I am using tvm 0.19.0,and now I have an operator to be implemented in relay. Here is the original operator which is written in CPP and the new relay op I translated from.
CPP operator:
template <typename Scalar_I, typename Scalar_O>
class TsRank {
public:
void calc(Eigen::Ref<RowMatrix<Scalar_I>> arr, int64_t window, Eigen::Ref<RowMatrix<Scalar_O>> arrO) {
if(window == 0) {
arrO.setConstant(1);
return;
}
int rows = arr.rows();
int cols = arr.cols();
for(int j = window - 1; j < cols; ++j) {
for(int i = 0; i < rows; ++i) {
if (std::isnan(arr(i, j))) {
arrO(i, j) = NAN;
continue;
}
int64_t sum = 0;
for(int k = j + 1 - window; k < j + 1; ++k) {
if(arr(i, k) <= arr(i, j)) {
sum++;
}
}
arrO(i, j) = sum / (double)window;
}
}
arrO.block(0, 0, rows, std::min(window - 1, (int64_t)cols)).setConstant(NAN);
}
Relay op I wrote
def my_ts_rank(data, period):
"""Compute the rank value of the elements along each window sliding along each row
Parameters
----------
data : tvm.te.Tensor
The input tensor.
Returns
-------
"""
assert len(data.shape) == 2
B, N = data.shape
window_size = period
def valid(k, j):
return tvm.tir.all(j >= window_size - 1)
k = te.reduce_axis((0, window_size), name="k")
def rank_body(i, j):
idx = j + 1 - window_size + k
val = data[i, j]
return te.if_then_else(
valid(idx, j),
te.if_then_else(
tvm.tir.isnan(data[i, idx]),
tvm.tir.const(0.0, "float64"),
te.if_then_else(
data[i, idx] <= val,
tvm.tir.const(1.0 / window_size, "float64"),
tvm.tir.const(0.0, "float64")
)
),
tvm.tir.const(0.0, "float64")
)
sum_tensor = te.compute(
(B, N),
lambda i, j: te.sum(rank_body(i, j), axis=k),
name="rank_sum"
)
def final_rank(i, j):
val = data[i, j]
return te.if_then_else(
tvm.tir.any(window_size == 0),
tvm.tir.const(1.0, "float64"),
te.if_then_else(
tvm.tir.any(j < window_size - 1),
nan64,
te.if_then_else(
tvm.tir.isnan(val),
nan64,
sum_tensor[i, j]
)
)
)
return te.compute(data.shape, final_rank, name="rank_out")

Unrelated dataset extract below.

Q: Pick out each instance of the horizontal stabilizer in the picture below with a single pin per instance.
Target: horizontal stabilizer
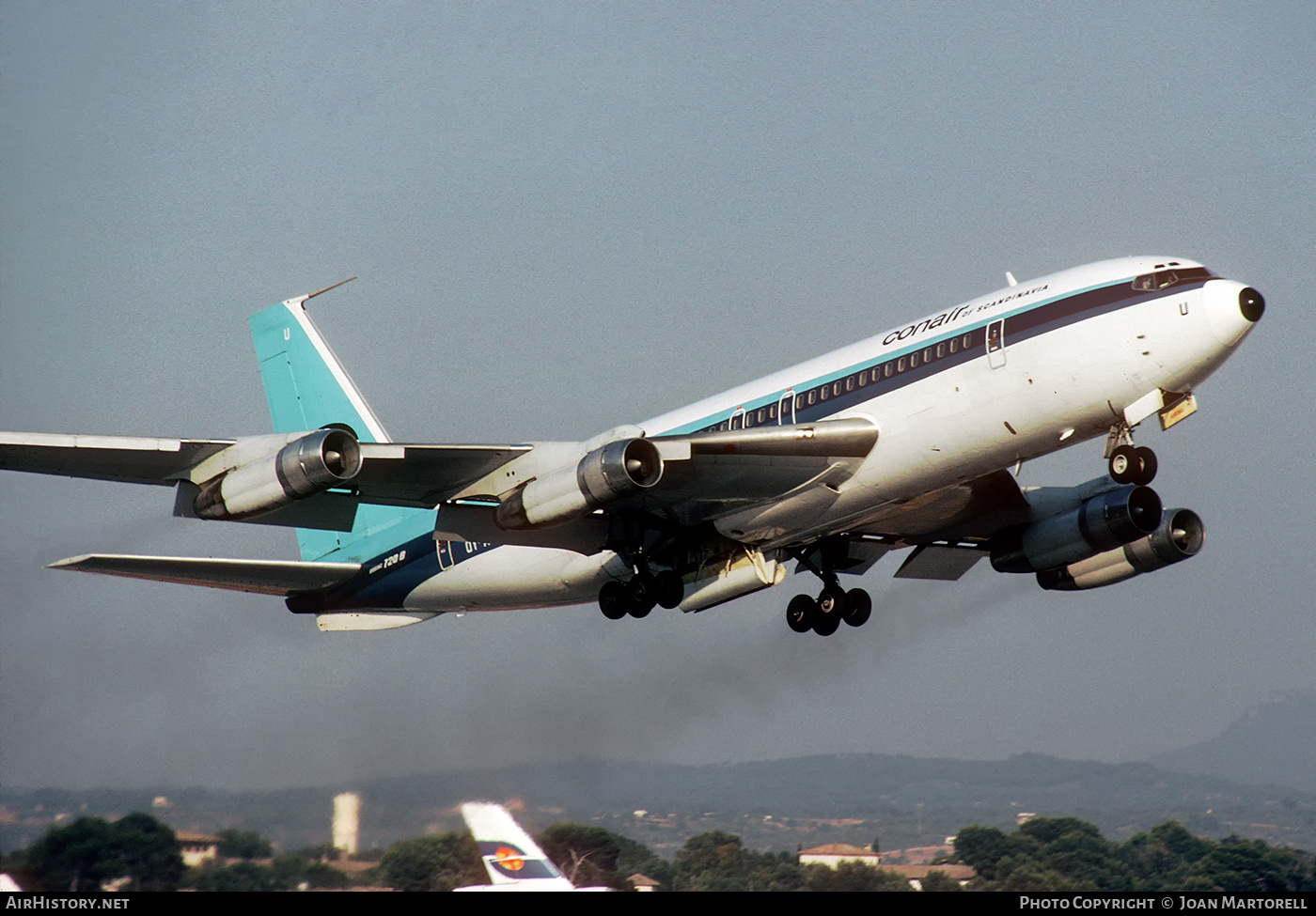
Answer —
(132, 459)
(267, 577)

The problem is that the relay op I wrote is poor, cost as 4 times duration than the original one.
My question
The te.sum
is only allowed to be appeared in the top level of the expression, which forced me to create another Tensor by sum_tensor = te.compute(..., te.sum(...))
, I think this restriction caused the performance to deteriorate. Is there any suggestions to make it better?